GIPDO can be implemented as a Service according to a SOA-style architecture and design approach to be a reusable service in a dynamic IT infrastructure. In order to work with other components of a dynamic IT infrastructure, being compliant with relevant web service standards has to be part of the design of the GIPDO APIs.
The GIPDO implementation may be based on existing standard cost based optimization strategies. In addition to the information that is contained in the system catalog tables of the database, GIPDO may be mainly using information, which is stored in the repositories (examples mentioned above are the hardware status information and the placement technology information). Accessing information from repositories, and interpreting the given SLA, will allow GIPDO to decide on an optimized strategy and plan for autonomic provisioning and deployment. Similar to DB2 UDB evaluating several data access plans to decide on the most cost-effective access strategy, GIPDO will evaluate several provisioning and deployment alternatives, and will decide on the most cost effective strategy.
In doing so, GIPDO takes into account the characteristics of the business process or application (that is, "only" read or update/delete/insert statements), the SLA specifications (that is, cost, resilience specifications, and/or quality of data specifications, to name a few), available hardware resources (that is, available test server hardware), existing data placement and provisioning technologies (that is, placement technologies such as database replication, storage based replication), and other information or constraints, such as database application logic to be deployed, option to use the production server and data environment. Again, similar to the existing cost based optimization in relational databases (for example, in DB2 UDB) and global optimization in existing federation technologies (for example, in WebSphere Information Integrator), GIPDO decides on an optimum and most cost-effective information provisioning and deployment strategy. This strategy and plan is typically stored in a "Provisioning & Deployment" catalog of GIPDO for reference and query purposes.
Implementing the provisioning and deployment function is a translation of the GIPDO optimizer strategy in terms of orchestrating the existing placement and deployment technologies. This should be done by addressing the key design point in the GIPDO implementation design to allow for flexibility in terms of considering and integrating new data placement technologies from various vendors. In addition, SOA utility services (that is, metering and/or billing) may be called by GIPDO to monitor the adherence to the SLA specifications. Since GIPDO is orchestrating existing placement technologies, it may also allow for inclusion of future provisioning and deployment technologies beyond what is known today. This may require changes in the GIPDO optimization part and the GIPDO orchestration part.

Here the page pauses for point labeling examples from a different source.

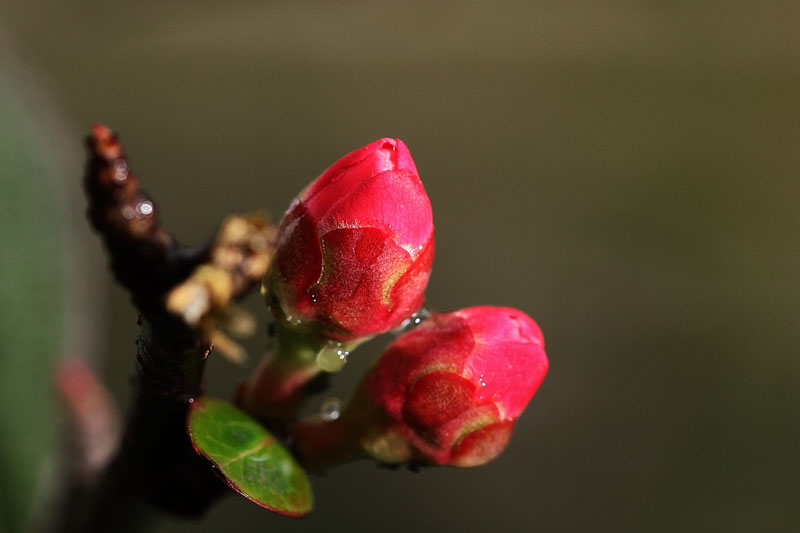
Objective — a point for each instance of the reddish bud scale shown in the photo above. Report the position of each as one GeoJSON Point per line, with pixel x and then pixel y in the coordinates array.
{"type": "Point", "coordinates": [451, 390]}
{"type": "Point", "coordinates": [355, 249]}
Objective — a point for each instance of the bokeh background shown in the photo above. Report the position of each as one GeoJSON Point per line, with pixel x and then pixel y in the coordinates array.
{"type": "Point", "coordinates": [625, 172]}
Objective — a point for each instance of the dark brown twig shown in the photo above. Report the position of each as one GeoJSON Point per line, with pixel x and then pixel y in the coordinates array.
{"type": "Point", "coordinates": [178, 291]}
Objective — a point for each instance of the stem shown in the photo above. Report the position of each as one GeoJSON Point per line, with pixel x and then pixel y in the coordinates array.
{"type": "Point", "coordinates": [278, 387]}
{"type": "Point", "coordinates": [155, 464]}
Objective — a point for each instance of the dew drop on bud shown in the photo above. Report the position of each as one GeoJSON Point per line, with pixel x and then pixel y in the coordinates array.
{"type": "Point", "coordinates": [332, 357]}
{"type": "Point", "coordinates": [330, 409]}
{"type": "Point", "coordinates": [413, 321]}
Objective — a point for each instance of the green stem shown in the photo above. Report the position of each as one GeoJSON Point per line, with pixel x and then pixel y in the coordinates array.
{"type": "Point", "coordinates": [277, 390]}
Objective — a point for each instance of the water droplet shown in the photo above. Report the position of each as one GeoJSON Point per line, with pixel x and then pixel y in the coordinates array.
{"type": "Point", "coordinates": [413, 321]}
{"type": "Point", "coordinates": [120, 170]}
{"type": "Point", "coordinates": [144, 209]}
{"type": "Point", "coordinates": [330, 409]}
{"type": "Point", "coordinates": [332, 357]}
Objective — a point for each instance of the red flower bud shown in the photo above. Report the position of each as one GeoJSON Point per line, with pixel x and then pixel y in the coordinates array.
{"type": "Point", "coordinates": [451, 390]}
{"type": "Point", "coordinates": [355, 249]}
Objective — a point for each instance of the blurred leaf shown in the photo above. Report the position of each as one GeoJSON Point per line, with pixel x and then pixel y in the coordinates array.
{"type": "Point", "coordinates": [253, 462]}
{"type": "Point", "coordinates": [30, 292]}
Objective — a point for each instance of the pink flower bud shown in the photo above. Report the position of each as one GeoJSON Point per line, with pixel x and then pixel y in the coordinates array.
{"type": "Point", "coordinates": [450, 391]}
{"type": "Point", "coordinates": [355, 249]}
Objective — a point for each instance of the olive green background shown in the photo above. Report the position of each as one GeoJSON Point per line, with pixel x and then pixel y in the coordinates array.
{"type": "Point", "coordinates": [625, 172]}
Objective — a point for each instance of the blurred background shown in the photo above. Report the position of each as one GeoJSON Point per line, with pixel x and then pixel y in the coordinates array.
{"type": "Point", "coordinates": [625, 172]}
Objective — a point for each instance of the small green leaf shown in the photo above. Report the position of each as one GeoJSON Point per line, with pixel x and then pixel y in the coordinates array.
{"type": "Point", "coordinates": [253, 462]}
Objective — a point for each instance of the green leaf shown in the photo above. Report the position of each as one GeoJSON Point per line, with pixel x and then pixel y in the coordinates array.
{"type": "Point", "coordinates": [252, 461]}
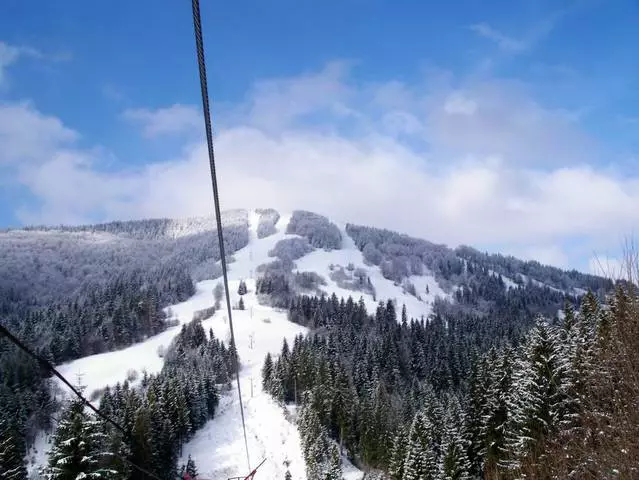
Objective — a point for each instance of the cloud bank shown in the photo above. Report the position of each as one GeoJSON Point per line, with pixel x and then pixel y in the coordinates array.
{"type": "Point", "coordinates": [475, 162]}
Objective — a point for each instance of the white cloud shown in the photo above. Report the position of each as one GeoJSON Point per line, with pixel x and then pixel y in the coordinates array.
{"type": "Point", "coordinates": [175, 119]}
{"type": "Point", "coordinates": [527, 40]}
{"type": "Point", "coordinates": [606, 266]}
{"type": "Point", "coordinates": [457, 103]}
{"type": "Point", "coordinates": [504, 42]}
{"type": "Point", "coordinates": [483, 179]}
{"type": "Point", "coordinates": [28, 136]}
{"type": "Point", "coordinates": [10, 54]}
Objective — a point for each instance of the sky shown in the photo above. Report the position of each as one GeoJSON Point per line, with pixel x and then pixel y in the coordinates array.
{"type": "Point", "coordinates": [511, 126]}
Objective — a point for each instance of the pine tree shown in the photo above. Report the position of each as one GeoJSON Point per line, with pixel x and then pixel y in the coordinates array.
{"type": "Point", "coordinates": [267, 372]}
{"type": "Point", "coordinates": [495, 414]}
{"type": "Point", "coordinates": [454, 464]}
{"type": "Point", "coordinates": [78, 448]}
{"type": "Point", "coordinates": [539, 404]}
{"type": "Point", "coordinates": [421, 461]}
{"type": "Point", "coordinates": [333, 470]}
{"type": "Point", "coordinates": [398, 454]}
{"type": "Point", "coordinates": [190, 468]}
{"type": "Point", "coordinates": [11, 451]}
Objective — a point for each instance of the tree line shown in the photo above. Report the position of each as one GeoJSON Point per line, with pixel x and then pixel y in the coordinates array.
{"type": "Point", "coordinates": [452, 398]}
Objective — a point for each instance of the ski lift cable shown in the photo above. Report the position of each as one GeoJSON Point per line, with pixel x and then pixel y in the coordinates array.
{"type": "Point", "coordinates": [197, 26]}
{"type": "Point", "coordinates": [48, 366]}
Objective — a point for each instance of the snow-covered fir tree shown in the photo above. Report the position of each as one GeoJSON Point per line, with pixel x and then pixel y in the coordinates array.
{"type": "Point", "coordinates": [11, 448]}
{"type": "Point", "coordinates": [79, 448]}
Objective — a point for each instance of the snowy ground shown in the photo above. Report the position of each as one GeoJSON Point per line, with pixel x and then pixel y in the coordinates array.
{"type": "Point", "coordinates": [218, 448]}
{"type": "Point", "coordinates": [320, 260]}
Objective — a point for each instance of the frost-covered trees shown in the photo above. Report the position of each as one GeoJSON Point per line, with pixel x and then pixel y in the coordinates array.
{"type": "Point", "coordinates": [79, 448]}
{"type": "Point", "coordinates": [291, 248]}
{"type": "Point", "coordinates": [320, 453]}
{"type": "Point", "coordinates": [267, 221]}
{"type": "Point", "coordinates": [218, 295]}
{"type": "Point", "coordinates": [319, 231]}
{"type": "Point", "coordinates": [190, 468]}
{"type": "Point", "coordinates": [539, 405]}
{"type": "Point", "coordinates": [445, 399]}
{"type": "Point", "coordinates": [11, 451]}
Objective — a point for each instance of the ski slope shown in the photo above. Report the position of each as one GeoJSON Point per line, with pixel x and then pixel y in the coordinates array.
{"type": "Point", "coordinates": [218, 448]}
{"type": "Point", "coordinates": [320, 261]}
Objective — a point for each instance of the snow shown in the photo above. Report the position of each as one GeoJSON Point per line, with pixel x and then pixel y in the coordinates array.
{"type": "Point", "coordinates": [218, 448]}
{"type": "Point", "coordinates": [320, 260]}
{"type": "Point", "coordinates": [37, 454]}
{"type": "Point", "coordinates": [509, 282]}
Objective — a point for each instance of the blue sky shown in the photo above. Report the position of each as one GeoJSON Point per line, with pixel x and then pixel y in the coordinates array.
{"type": "Point", "coordinates": [512, 125]}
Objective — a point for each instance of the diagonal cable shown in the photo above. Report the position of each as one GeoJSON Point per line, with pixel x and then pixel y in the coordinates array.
{"type": "Point", "coordinates": [197, 24]}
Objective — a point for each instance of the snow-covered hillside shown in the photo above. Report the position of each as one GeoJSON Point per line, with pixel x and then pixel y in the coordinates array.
{"type": "Point", "coordinates": [218, 448]}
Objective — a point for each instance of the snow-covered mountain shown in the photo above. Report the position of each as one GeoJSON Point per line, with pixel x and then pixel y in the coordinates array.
{"type": "Point", "coordinates": [276, 254]}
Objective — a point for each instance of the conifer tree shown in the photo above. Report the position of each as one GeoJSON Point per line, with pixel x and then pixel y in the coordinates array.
{"type": "Point", "coordinates": [78, 448]}
{"type": "Point", "coordinates": [398, 454]}
{"type": "Point", "coordinates": [539, 402]}
{"type": "Point", "coordinates": [421, 461]}
{"type": "Point", "coordinates": [454, 464]}
{"type": "Point", "coordinates": [11, 448]}
{"type": "Point", "coordinates": [267, 372]}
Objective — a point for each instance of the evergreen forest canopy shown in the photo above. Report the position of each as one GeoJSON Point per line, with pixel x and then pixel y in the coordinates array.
{"type": "Point", "coordinates": [72, 292]}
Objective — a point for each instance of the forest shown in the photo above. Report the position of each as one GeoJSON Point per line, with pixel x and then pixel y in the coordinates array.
{"type": "Point", "coordinates": [455, 398]}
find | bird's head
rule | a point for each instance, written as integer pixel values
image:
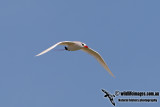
(84, 45)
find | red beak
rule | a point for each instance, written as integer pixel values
(86, 46)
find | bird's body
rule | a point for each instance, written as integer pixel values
(76, 45)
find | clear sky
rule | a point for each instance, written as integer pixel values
(125, 32)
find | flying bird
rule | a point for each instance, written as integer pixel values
(76, 45)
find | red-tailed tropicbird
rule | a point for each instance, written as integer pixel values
(76, 45)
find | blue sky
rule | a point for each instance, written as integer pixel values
(125, 32)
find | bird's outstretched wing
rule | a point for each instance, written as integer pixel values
(98, 57)
(59, 43)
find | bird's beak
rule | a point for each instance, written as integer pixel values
(86, 46)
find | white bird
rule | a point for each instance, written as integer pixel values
(76, 45)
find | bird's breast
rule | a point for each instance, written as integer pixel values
(74, 47)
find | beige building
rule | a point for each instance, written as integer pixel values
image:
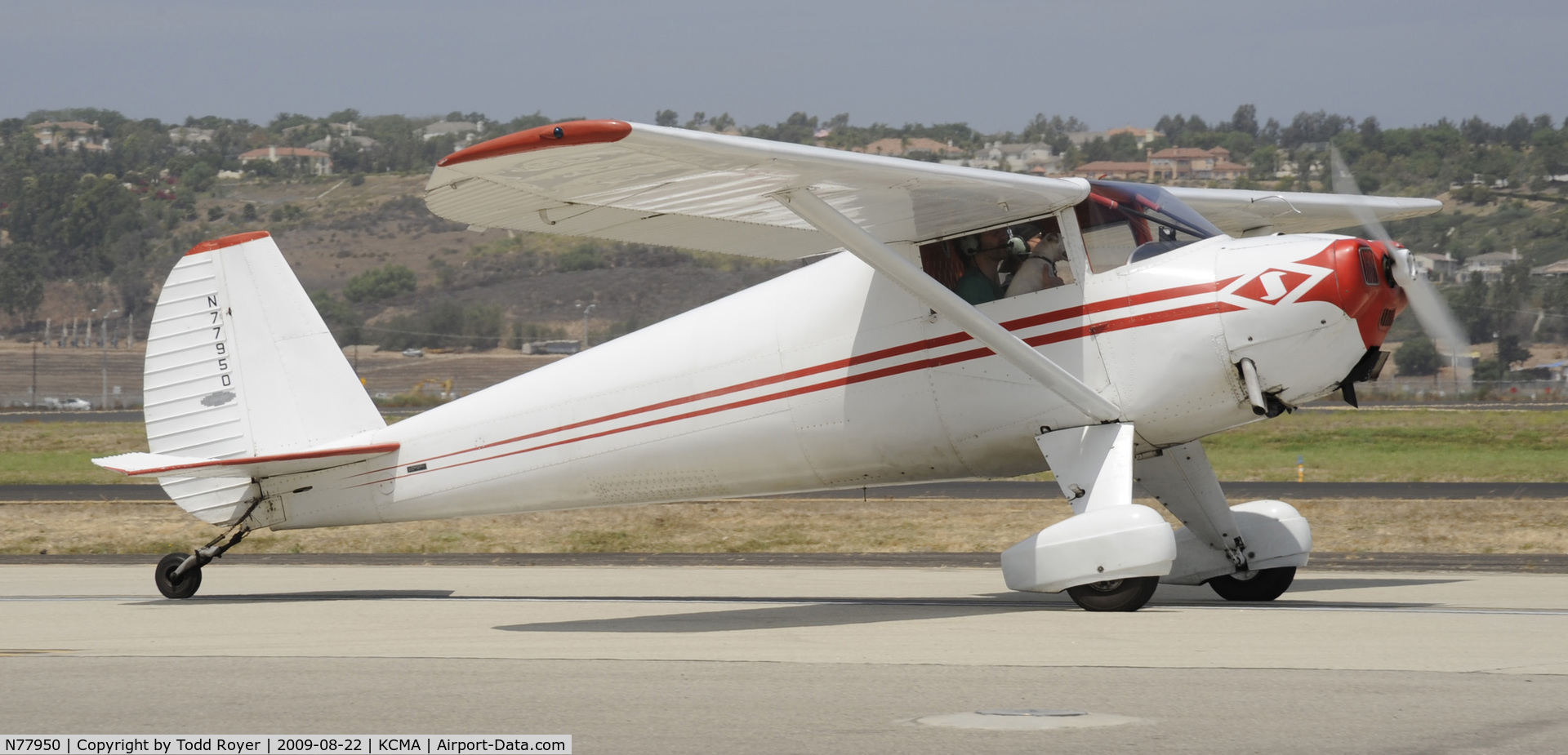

Embodiments of the invention can take the form of an entirely hardware embodiment, an entirely software embodiment, or an embodiment containing both hardware and software elements. In a preferred embodiment, the invention is implemented in software. Furthermore, the invention can take the form of a computer program product accessible from a computer-usable on computer-readable medium providing program code for use by or in connection with a computer or any instruction execution system. For the purposes of this description, a computer-usable or a computer-readable medium can be any apparatus that can contain, store, communicate, propagate or transport the program for use by or in connection with the instruction execution system, apparatus or device. The medium can be an electronic, magnetic, optical, electromagnetic, infrared or semiconductor system (or apparatus or device) or a propagation medium.
The foregoing detailed description of embodiments of the invention is provided for the purposes of illustration and is not intended to be exhaustive or to limit the invention to the embodiments disclosed. The scope of the present invention is defined by the appended claims.